Not everybody loves Dungeons&Dragons Insider, but it’s hard to deny that its Character Builder has been a roaring success. I know I have become an addict to quick, automated character generation, and I shudder at the thought of playing with hand-made sheets for anything other than level 1 games. With this in mind, the latest official announcement about the future of DDI tools will have far-reaching consequences for many fans: the days of Character Builder as a desktop application are over because, starting November 16th, it will receive a major facelift and become completely web-based.
The hard truth.
Regardless of other advantages of going online, I can think of a single real reason for this change: money. The business model of DDI had so far been extremely friendly (some could say exploitable) for consumers, as it was a theoretically subscription-based product that nevertheless left most of its components working even after you stopped playing. As an ex-subscriber, you kept access to all old Dungeon and Dragon magazines (provided you had saved the pdfs), and had a fully functional character editor. Only the Rules Compendium went away, but that is far from the most appealing element. Sure, you wouldn’t be getting the latest updates... but you’d always be able to get a 1-month subscription every 3 to 6 months (or even once a year, if you didn’t mind waiting) and keep mostly up to date for a fraction of the regular cost.
I am not arguing whether this was right or wrong - clearly, it was very convenient for players, but not so much for Wizards of the Coast. And it’s gone now.
What’s it like?
You can find the official announcement here, along with a bunch of screenshots and links to the FAQ. In essence, the Character Builder as we know it (and Monster Builder at a later date) will disappear, and in its place there will be a web application with pretty much the same functionality (minus the ability to work without an internet connection and a DDI subscription). The GUI has received an overhaul for the occasion, and it looks pretty good, so I’m hopeful that the user experience will improve. All character data will now be stored on the server, which will be a boon for those who, like me, have to keep track of characters generated in different places.
The technology it will be based on is Microsoft Silverlight, so you’ll be able to access it from Macs as well as Windows PCs. No details have been given about mobile phone compatibility, which might be possible on certain devices - but not on iPhones.

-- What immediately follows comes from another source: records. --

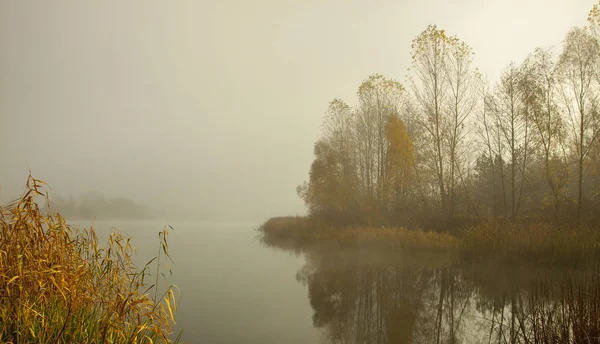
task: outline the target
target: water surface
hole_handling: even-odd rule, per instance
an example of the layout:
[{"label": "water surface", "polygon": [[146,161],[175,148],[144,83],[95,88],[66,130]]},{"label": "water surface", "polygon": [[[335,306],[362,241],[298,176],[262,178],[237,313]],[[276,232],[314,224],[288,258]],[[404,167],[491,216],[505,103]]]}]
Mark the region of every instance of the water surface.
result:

There is no Linux support, either, though I’d be surprised if some kind of workaround didn’t exist for that.
With what I have explained so far, there is plenty of material to keep flamewars all over the Internet busy for a good while. But there is one more detail that is likely to infuriate the skeptics, and it’s related with the content updates. The new Builder will go live on November 16th, and it will include material from all books released until October, including Heroes of the Fallen Lands and the much awaited Dark Sun Campaign Setting. Where is the deal, then? Simultaneously, support for the current, offline Character Builder will cease, so the desktop application will never get Essentials or Dark Sun. The only way to build characters from those books, other than by hand, will be by being a subscriber when the new service comes out. So forgetting about DDI and sticking to the old builder won’t be completely possible - I know of many people who won’t miss the Essential books, but Dark Sun has been extremely popular, and its absence will definitely be painful.
It will be interesting to see how the issue develops in the following months. DDI has now become an all-or-nothing proposition, as there is little point in doing short-term subscriptions anymore - either you intend to be a subscriber for as long as you play 4E, or DDI will hold little value for you. Clearly, there will be a lot of very angry people who will consider this as an act of war and won’t ever touch DDI again, but also a number of occasional subscribers who will choose to go full-time in order to enjoy the full package. I am not sure these numbers will favor Wizards of the Coast, but we also have to take into account whatever new players are brought to the game by the Essentials line. To them, there won’t be an aggravating precedent of an offline Builder, so perhaps they will be more receptive to the new tools.
As for myself, I have to say I renewed my subscription (for a full year) when it ran out last week, so I can’t say the change will affect my economy in the short term. I generally like the idea, as I think the new interface should be an improvement, and I see value in storing all my characters online. But we’ll see.
One last advice, though. Even if you are downright furious for this turn of events, and consider that Wizards of the Coast has somehow betrayed you, I think you should think hard about it, and see if you have the latest version of the good old, offline Character Builder. Because if you don’t, it will only be available for download until the 16th, and even if it lacks the very latest books, it’s still a damn good tool, and well worth a month’s subscription rate and bit of wounded pride.
An intriguing side-effect
As an aside, there is a very intriguing consequence of the shift to online tools, in that developers have commented on the potential use of data mining to identify problematic game elements. So, if too many or too few players choose a certain option, R&D will take notice and take it into account when releasing new content, presumably improving balance overall, and likely using it for marketing purposes. This shouldn't raise privacy concerns, though - according to them, they only get access to the raw data, but not the identity of the users generating it.